Serial standards keep test engineers on edge...
Ransom Stephens- February 9, 2012
…the cutting edge, that is.
Clocks are embedded. Measurements of the jitter alphabet soup never seem to agree. Good old logic buses have become waveguides. Bit-error-rate contour measurements look like tie-dye designs. And the eye is as closed as the box office in Green Bay the day after the Giants visited.
In the last decade, HSS (high-speed-serial) specifications have taken us on a thrill ride. Emerging multigigabit-per-second specifications like the 3rd generations of PCI Express, USB, and SAS/SATA, plus the 100-Gbit Ethernet locomotive, require test engineers to learn many new tricks. But the cool thing about being a test engineer is that whether you’re responsible for 50 test stations on a manufacturing floor, designing test equipment that has to stay half a step ahead of the technology being tested, or a conference-call-sitting contributor to the spec itself, you’re always ahead of the game. It’s the kind of work where everyone feels they have an advantage–RF/microwave engineers, applied mathematicians, physicists, and digital engineers–and every background has something special to contribute to the challenge, and the challenges change every day with every spec.
It’s easy to think of a conducting trace on a PCB (printed circuit board) as a signal highway from one package to another, but at multigigabit-per-second rates, the FR-4 (flame retardant Type-4) media is a dielectric permeated with electromagnetic fields. The complex waveguide traits of PCB traces can’t be ignored.
“The root causes of digital communications problems like maintaining waveform integrity, jitter, crosstalk, and so on are better understood through classic microwave analysis tools involving spectral analysis, phase noise analysis, and network analysis,” said Agilent Technologies’ Greg LeCheminant.
Along with time-domain oscilloscope analyses, an interconnect’s impulse response, whether it’s a cable or a trace, needs to be understood in the differential S-parameter frequency domain. LeCheminant added, “You don’t need to talk at the level of Maxwell’s equations, but microwave fundamentals like transmission-line theory and being comfortable thinking in the frequency domain will go a long way.”
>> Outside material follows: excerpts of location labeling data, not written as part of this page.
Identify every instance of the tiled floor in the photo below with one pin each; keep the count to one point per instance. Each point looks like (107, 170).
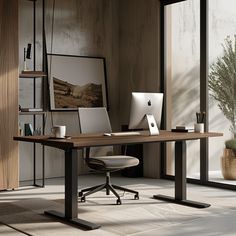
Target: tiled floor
(21, 211)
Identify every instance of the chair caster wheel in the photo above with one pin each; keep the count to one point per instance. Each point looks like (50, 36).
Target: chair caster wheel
(83, 199)
(118, 202)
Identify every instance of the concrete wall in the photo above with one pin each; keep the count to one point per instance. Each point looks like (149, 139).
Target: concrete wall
(139, 63)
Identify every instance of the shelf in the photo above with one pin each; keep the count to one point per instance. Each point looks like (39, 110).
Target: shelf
(32, 74)
(32, 112)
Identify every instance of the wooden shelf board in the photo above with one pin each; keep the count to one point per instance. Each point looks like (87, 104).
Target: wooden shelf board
(32, 74)
(32, 112)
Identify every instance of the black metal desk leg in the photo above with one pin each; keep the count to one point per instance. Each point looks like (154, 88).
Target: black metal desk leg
(71, 188)
(180, 179)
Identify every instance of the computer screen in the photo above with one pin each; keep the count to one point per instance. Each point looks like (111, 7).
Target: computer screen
(146, 111)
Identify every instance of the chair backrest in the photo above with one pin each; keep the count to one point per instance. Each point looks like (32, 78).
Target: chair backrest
(95, 120)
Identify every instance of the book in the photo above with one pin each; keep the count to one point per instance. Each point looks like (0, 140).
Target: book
(31, 109)
(184, 127)
(182, 130)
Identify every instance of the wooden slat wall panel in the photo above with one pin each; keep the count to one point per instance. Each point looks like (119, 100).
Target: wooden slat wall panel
(8, 94)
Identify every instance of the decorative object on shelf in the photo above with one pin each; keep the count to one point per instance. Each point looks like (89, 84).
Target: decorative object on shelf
(222, 85)
(28, 129)
(59, 131)
(31, 109)
(76, 81)
(27, 55)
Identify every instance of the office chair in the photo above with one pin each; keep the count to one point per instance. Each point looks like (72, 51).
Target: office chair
(96, 120)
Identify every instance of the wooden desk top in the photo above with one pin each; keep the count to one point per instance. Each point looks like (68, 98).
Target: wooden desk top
(92, 140)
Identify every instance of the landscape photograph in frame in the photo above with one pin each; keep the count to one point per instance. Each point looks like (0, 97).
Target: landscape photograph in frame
(76, 81)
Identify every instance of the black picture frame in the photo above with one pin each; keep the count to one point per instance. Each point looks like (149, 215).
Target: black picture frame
(76, 81)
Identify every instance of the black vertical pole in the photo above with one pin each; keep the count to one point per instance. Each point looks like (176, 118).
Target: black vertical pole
(162, 77)
(204, 87)
(71, 184)
(34, 84)
(180, 170)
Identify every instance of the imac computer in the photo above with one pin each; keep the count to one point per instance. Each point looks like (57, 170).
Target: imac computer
(145, 111)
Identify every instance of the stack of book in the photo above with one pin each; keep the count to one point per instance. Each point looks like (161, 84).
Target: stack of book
(31, 109)
(183, 128)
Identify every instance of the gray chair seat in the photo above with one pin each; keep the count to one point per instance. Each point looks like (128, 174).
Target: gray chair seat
(96, 120)
(113, 162)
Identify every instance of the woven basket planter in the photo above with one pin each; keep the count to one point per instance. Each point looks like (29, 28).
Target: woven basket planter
(228, 164)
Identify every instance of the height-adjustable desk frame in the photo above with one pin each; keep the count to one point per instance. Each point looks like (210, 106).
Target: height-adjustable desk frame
(70, 147)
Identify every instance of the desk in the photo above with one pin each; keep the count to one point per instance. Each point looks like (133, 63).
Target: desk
(70, 147)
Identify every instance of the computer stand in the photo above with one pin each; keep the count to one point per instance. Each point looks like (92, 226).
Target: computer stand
(152, 125)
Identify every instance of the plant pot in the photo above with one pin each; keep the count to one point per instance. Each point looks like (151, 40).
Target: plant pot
(228, 164)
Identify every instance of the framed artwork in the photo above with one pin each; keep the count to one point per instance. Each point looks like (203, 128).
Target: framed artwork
(76, 81)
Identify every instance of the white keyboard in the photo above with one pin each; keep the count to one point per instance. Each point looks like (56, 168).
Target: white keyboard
(122, 133)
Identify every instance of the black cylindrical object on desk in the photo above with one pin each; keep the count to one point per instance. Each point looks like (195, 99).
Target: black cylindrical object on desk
(135, 150)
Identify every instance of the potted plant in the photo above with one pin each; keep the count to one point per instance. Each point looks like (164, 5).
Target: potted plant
(222, 86)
Along with some microwave and radio frequency expertise, HSS test engineers analyzing signals with closed eyes need to understand both linear and nonlinear equalization schemes, and that requires hands-on knowledge of DSP (digital-signal-processing) filters.
As specifications become more cryptic and test challenges grow, some companies outsource their compliance testing. Tom Purdy from Granite River Labs, a Silicon Valley compliance and characterization firm, explained: “Many companies designing products that utilize these high-speed interfaces are outsourcing testing because they don’t have the financial and human resources to do it all in house. While $100k-plus for a high-bandwidth digital oscilloscope may be justifiable as a critical general-purpose tool, the additional $200k to $300k needed to purchase a data generator with jitter capability, a network analyzer, and other test equipment is often outside the budget.”
For management, compliance testing has become an optimization problem. Finding balance between the need for in-house test expertise and the cost of test equipment necessary for compliance is unique for every company. Return on investment for a $300,000 bit-error-rate tester can be calculated on paper, but a test engineer who can bob from digital to microwave and weave from DSP to fiber optics makes the difference between delivering a product and not.
For test engineers, on the other hand, grinding through the next specification, figuring out how to use equipment already in the lab to perform or approximate new compliance tests, and learning new skills as data rates climb are the challenges that make going to work worthwhile.